ATLANTA — A federal judge has thrown out murder charges against a former Atlanta police officer who shot and killed an unarmed man hiding in a closet.
U.S. District Judge Michael Brown ruled Tuesday that Sung Kim, a 26-year veteran of the Atlanta police department, acted in self defense and shouldn't face charges in the 2019 killing of 21-year-old Jimmy Atchison.
''The evidence for self-defense is so overwhelming it is hard to understand how Georgia could have brought these charges in the first place, much less continued with them over the two-and-a-half years since," Brown wrote in his ruling. ''Defendant's shooting of Mr. Atchison was textbook self-defense.''
Kim was indicted in state court in 2022, but moved his case to federal court because he was assigned to an FBI fugitive task force when the shooting happened and thus was a federal officer.

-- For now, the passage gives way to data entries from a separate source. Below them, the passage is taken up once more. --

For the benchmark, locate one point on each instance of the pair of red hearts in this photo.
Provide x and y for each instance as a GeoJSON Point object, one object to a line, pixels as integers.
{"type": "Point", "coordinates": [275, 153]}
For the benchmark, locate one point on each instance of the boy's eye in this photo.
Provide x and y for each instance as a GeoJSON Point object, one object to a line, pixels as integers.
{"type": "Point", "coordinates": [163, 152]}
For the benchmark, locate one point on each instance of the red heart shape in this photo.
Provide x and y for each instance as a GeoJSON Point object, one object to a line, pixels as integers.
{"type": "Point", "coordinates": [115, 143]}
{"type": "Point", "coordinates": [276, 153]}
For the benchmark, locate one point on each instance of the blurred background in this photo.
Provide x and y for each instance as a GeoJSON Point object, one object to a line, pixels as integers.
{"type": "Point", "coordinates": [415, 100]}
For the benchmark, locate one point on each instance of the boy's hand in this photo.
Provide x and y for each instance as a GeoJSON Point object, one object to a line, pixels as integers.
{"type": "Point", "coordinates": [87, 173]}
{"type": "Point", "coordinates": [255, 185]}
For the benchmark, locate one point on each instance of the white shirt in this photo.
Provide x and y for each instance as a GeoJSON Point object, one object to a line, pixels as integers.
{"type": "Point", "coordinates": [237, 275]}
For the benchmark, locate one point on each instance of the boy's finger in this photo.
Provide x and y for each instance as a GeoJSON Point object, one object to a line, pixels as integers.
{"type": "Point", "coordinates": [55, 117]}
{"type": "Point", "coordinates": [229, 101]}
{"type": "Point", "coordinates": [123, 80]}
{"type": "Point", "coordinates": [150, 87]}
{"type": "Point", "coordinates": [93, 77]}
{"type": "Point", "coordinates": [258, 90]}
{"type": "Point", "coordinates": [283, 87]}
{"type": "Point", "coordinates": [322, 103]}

Atlanta activists have cited Atchison's death as an example of unjustified police violence against Black people. His name was often chanted by Atlanta protesters during Black Lives Matter protests in the summer of 2020.
The shooting also sparked policy changes. The Atlanta Police Department withdrew its officers from federal task forces because task force members weren't allowed to wear body cameras, meaning there is no video of Atchison's shooting. Officers returned after federal agencies began allowing local task force officers to wear cameras.
Atchison was killed on Jan. 22, 2019, after Kim and other task force members tried to arrest him on charges that he stole a woman's purse and cellphone in an armed robbery. Kim retired from the Atlanta Police Department several months later. A Fulton County grand jury indicted Kim on charges that included felony murder and involuntary manslaughter.
Officers forced their way into an apartment, prompting Atchison to jump out of a window, run through a second building and hide beneath a mound of clothes in a closet in another apartment. In his ruling, Brown rejected claims by a state witness that officers violated generally accepted police practices by entering the other apartment and the bedroom where Atchison was hiding.